On the ground, at the Fersfield hangar, others were watching the same bizarre sight, relayed from the drone. Pomykata nervously clasped and unclasped his fingers, almost as if praying they'd make it this time. Other technicians watched silently, chain-smoking to quiet their nerves.
"Okay, mother," Kennedy's voice came on now. "We're switching to remote radio control. Take over, mother..."
Kennedy, his mouth cottony, reached out and flipped the toggle switch that locked the autopilot control onto the AN/ARW-2 and AN/ARW-3 remote radio control links. He and Willy let go of the controls, and in a second the Liberator's wings slowly rocked left and right.
"Okay, baby...we've got you," the controller's voice called from the Ventura. "Arm your fuses!"
"Roger, arming fuses," Kennedy called back. He slipped off his headset, unbuckled the seat belt and moved around behind the co-pilot seat, where the fuse panel was located.
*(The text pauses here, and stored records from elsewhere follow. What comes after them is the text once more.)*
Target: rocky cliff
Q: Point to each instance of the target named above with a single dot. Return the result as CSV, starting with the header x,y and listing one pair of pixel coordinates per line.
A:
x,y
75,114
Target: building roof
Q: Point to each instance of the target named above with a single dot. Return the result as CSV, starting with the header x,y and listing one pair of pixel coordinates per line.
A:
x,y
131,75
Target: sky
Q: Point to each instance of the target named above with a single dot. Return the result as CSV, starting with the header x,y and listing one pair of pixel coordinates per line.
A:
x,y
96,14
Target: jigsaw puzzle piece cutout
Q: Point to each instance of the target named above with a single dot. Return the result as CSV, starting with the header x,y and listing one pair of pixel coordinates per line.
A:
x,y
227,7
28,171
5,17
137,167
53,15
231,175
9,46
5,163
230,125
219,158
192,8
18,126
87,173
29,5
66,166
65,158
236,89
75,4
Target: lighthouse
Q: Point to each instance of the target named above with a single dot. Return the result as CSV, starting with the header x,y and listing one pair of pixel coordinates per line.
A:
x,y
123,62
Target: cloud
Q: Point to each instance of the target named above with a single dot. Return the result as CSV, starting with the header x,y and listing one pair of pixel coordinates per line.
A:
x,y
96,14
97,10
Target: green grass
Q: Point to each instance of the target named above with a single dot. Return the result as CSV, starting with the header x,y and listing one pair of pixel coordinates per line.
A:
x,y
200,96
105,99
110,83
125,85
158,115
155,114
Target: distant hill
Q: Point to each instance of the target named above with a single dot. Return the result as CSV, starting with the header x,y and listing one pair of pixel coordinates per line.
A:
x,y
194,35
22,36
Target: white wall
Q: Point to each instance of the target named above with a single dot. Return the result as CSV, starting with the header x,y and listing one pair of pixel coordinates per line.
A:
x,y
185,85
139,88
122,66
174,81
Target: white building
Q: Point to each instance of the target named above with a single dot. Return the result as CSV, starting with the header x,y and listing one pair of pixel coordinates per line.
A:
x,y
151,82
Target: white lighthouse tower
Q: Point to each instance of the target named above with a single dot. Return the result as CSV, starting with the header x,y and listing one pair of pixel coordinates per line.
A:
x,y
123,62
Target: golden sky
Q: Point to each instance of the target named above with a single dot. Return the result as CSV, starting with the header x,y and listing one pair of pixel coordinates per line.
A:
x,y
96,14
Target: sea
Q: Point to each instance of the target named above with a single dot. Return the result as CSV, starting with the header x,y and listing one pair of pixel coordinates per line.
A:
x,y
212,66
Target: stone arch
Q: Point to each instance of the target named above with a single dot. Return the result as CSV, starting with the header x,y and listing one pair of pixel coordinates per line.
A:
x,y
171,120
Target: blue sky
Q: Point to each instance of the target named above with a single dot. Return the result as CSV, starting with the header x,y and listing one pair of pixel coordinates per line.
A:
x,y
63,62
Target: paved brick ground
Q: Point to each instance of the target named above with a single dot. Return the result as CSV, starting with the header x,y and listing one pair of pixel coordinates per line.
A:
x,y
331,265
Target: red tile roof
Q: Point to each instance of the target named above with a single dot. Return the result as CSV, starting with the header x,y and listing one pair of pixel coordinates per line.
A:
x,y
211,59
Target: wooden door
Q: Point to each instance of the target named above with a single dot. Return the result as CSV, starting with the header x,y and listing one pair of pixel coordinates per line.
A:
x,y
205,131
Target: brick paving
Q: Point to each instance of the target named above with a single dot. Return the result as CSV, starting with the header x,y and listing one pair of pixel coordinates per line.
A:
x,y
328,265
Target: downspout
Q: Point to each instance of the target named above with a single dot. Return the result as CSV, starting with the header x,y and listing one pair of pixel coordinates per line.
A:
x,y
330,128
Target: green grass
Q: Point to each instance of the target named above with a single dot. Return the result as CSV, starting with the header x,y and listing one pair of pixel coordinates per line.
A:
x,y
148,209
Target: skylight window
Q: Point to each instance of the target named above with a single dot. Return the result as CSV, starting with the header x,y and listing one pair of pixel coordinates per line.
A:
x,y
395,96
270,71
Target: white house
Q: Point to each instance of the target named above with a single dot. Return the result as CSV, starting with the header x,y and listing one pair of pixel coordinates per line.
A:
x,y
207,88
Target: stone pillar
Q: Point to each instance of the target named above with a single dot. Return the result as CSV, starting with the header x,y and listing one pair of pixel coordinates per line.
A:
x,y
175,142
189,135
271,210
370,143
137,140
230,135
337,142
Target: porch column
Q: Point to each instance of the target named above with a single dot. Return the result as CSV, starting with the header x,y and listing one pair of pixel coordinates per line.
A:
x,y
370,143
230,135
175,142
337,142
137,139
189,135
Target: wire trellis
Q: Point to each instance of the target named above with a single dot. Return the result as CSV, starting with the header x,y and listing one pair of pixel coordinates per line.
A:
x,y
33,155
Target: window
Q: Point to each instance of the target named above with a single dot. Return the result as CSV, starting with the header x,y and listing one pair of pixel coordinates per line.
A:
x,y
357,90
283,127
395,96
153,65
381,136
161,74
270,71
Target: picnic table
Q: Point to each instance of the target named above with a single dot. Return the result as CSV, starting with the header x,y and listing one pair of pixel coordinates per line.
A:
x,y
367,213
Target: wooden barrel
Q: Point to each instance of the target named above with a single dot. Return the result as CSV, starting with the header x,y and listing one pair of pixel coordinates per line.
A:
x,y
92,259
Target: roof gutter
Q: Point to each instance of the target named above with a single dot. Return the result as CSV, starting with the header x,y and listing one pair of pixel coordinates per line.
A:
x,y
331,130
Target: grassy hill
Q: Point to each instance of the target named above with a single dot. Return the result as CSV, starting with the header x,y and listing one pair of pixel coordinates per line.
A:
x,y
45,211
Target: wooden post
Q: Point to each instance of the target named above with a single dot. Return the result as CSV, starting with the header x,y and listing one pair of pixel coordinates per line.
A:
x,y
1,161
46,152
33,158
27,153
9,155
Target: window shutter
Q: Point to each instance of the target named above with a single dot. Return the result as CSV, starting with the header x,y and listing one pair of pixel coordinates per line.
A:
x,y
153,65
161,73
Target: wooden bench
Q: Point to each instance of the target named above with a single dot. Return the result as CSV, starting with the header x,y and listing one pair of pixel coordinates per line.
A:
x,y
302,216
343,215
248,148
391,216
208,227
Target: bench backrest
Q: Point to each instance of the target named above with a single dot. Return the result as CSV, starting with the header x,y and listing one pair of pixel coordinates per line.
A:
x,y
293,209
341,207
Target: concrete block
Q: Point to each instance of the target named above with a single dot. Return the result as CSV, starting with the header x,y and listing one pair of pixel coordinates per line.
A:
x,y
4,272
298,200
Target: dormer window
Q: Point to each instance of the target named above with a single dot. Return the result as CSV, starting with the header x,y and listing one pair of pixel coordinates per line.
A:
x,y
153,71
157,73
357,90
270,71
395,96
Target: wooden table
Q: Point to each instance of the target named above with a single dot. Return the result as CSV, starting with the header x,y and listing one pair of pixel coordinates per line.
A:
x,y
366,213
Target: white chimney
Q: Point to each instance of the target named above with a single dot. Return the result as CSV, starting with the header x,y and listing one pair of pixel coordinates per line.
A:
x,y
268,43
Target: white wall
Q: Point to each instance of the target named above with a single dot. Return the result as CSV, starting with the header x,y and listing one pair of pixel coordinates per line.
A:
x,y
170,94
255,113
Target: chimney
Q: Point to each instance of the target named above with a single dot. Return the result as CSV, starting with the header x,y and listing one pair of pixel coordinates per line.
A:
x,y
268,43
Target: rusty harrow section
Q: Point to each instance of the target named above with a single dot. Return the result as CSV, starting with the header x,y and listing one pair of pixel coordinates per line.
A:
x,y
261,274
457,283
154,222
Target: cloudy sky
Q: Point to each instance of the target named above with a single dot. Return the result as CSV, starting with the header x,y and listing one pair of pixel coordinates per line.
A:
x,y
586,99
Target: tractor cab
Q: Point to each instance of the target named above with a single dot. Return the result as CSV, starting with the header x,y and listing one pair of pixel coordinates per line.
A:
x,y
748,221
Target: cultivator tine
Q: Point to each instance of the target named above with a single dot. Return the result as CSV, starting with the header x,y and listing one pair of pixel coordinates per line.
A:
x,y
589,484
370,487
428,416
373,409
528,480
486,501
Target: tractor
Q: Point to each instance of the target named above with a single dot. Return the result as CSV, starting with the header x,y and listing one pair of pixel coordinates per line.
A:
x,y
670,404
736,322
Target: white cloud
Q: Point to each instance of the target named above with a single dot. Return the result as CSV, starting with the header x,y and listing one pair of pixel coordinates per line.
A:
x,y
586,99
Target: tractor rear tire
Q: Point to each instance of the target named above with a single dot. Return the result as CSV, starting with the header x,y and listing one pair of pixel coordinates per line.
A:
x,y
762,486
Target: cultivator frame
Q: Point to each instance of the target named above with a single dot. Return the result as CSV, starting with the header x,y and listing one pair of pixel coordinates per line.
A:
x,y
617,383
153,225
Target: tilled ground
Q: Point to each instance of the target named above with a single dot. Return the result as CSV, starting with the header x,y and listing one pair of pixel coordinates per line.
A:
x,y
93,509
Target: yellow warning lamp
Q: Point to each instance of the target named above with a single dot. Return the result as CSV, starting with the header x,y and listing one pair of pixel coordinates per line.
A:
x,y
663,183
For a brief moment, he paused to make a final check of the instrument panel, then to glance down at the Channel coast. There was a choice: to parachute into the water or try, as per plan, to bail out over the beach.
"Joe," Willy said. "Need any help?"
"No sweat. You ready to go?"
In the Ventura, in the Batty bomber, in the hangar at Fersfield, men were saying silent prayers now as they watched the drama in the sky unfolding. It was time now, time for the pilots to set the triggers and leap for their lives.
Kennedy moved into the navigator's compartment and reached his hand toward the switches that would arm the detonators. For a fleeting second he hesitated, thinking of all that Torpex in back, 10 tons of death that would go up in one mighty blast at the slightest impact, once the G-load fuses were triggered. He swallowed, moved his gloved hand to the switch.
In his seat, Willy was watching, waiting for the signal to open the escape hatch so they could bail out together.
On the ground, Pomykata nervously checked his watch. Unconsciously he tapped his fingers on the arm of his chair. He said a silent prayer for the two men facing death in the high sky, carrying out one of the war's most frightening missions.
In was 1720. On the ground, in the two control planes, men frowned, held their breaths. The Liberator was over the coast. This was the moment. Another second dragged. Impatiently, the Navy controller's voice broke the silence.
"Mother to baby! Mother to baby! Bail out! Bail out!"
In the Liberator, Lt Kennedy's finger closed on the switch.